You are viewing a plain text version of this content. The canonical link for it is here.
Posted to user@chukwa.apache.org by Jaydeep Ayachit <ja...@persistent.co.in> on 2010/10/28 16:58:39 UTC

Data loss on collector side

As per the collector design, the collector accepts multiple chunks and writes each chunk to hdfs. If all the chunks are written to hdfs, collector sends back 200 status to agent
If hdfs write fails in between, the collector aborts entire processing and sends exception. This could mean that the data is partially written to hdfs. I have a couple of questions


1.       The agent does not receive response 200. Does it resend the same data to another collector? How does checkpointing works in this case?

2.       If the agent sends same data to another collector and it goes to hdfs, there is a duplication of some records. Are those duplicates filtered when preprocessor runs?

In summary what data loss happens when hdfs goes down from collector perspective?

Thanks,
Jaydeep

Jaydeep Ayachit | Persistent Systems Ltd
Cell: +91 9822393963 | Desk: +91 712 3986747


DISCLAIMER
==========
This e-mail may contain privileged and confidential information which is the property of Persistent Systems Ltd. It is intended only for the use of the individual or entity to which it is addressed. If you are not the intended recipient, you are not authorized to read, retain, copy, print, distribute or use this message. If you have received this communication in error, please notify the sender and delete all copies of this message. Persistent Systems Ltd. does not accept any liability for virus infected mails.

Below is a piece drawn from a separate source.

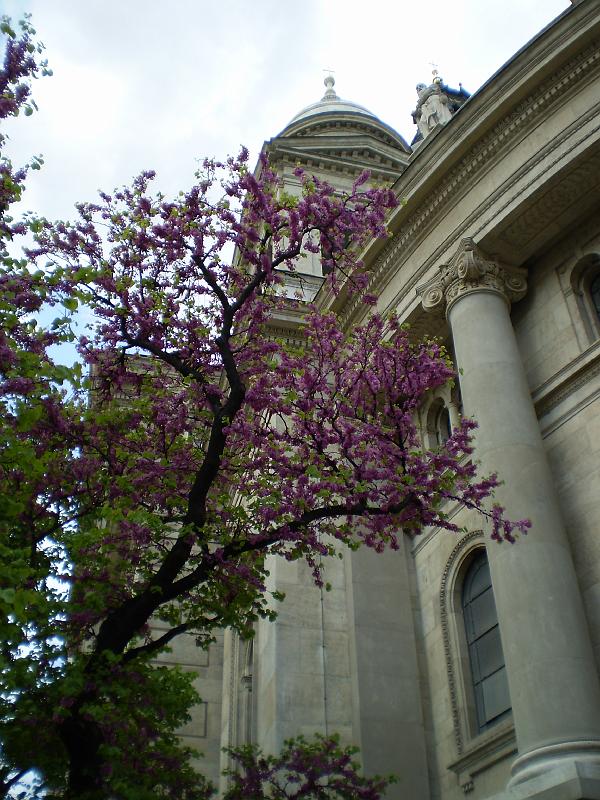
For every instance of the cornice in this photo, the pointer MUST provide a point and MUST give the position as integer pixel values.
(566, 381)
(470, 168)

Re: Data loss on collector side

Posted by Ariel Rabkin <as...@gmail.com>.
Yes. the Agent will resend. The checkpoint state will not be advanced
until an 200 is received from a collector.

Yes, the demux processing is intended to remove duplicates; if it
doesn't, that's a bug.


On Thu, Oct 28, 2010 at 7:58 AM, Jaydeep Ayachit
<ja...@persistent.co.in> wrote:
> As per the collector design, the collector accepts multiple chunks and
> writes each chunk to hdfs. If all the chunks are written to hdfs, collector
> sends back 200 status to agent
>
> If hdfs write fails in between, the collector aborts entire processing and
> sends exception. This could mean that the data is partially written to hdfs.
> I have a couple of questions
>
>
>
> 1.       The agent does not receive response 200. Does it resend the same
> data to another collector? How does checkpointing works in this case?
>
> 2.       If the agent sends same data to another collector and it goes to
> hdfs, there is a duplication of some records. Are those duplicates filtered
> when preprocessor runs?
>
>
>
> In summary what data loss happens when hdfs goes down from collector
> perspective?
>
>
>
> Thanks,
>
> Jaydeep
>
>
>
> Jaydeep Ayachit | Persistent Systems Ltd
>
> Cell: +91 9822393963 | Desk: +91 712 3986747
>
>
>
> DISCLAIMER ========== This e-mail may contain privileged and confidential
> information which is the property of Persistent Systems Ltd. It is intended
> only for the use of the individual or entity to which it is addressed. If
> you are not the intended recipient, you are not authorized to read, retain,
> copy, print, distribute or use this message. If you have received this
> communication in error, please notify the sender and delete all copies of
> this message. Persistent Systems Ltd. does not accept any liability for
> virus infected mails.



-- 
Ari Rabkin asrabkin@gmail.com
UC Berkeley Computer Science Department

Re: Data loss on collector side

Posted by Eric Yang <ey...@yahoo-inc.com>.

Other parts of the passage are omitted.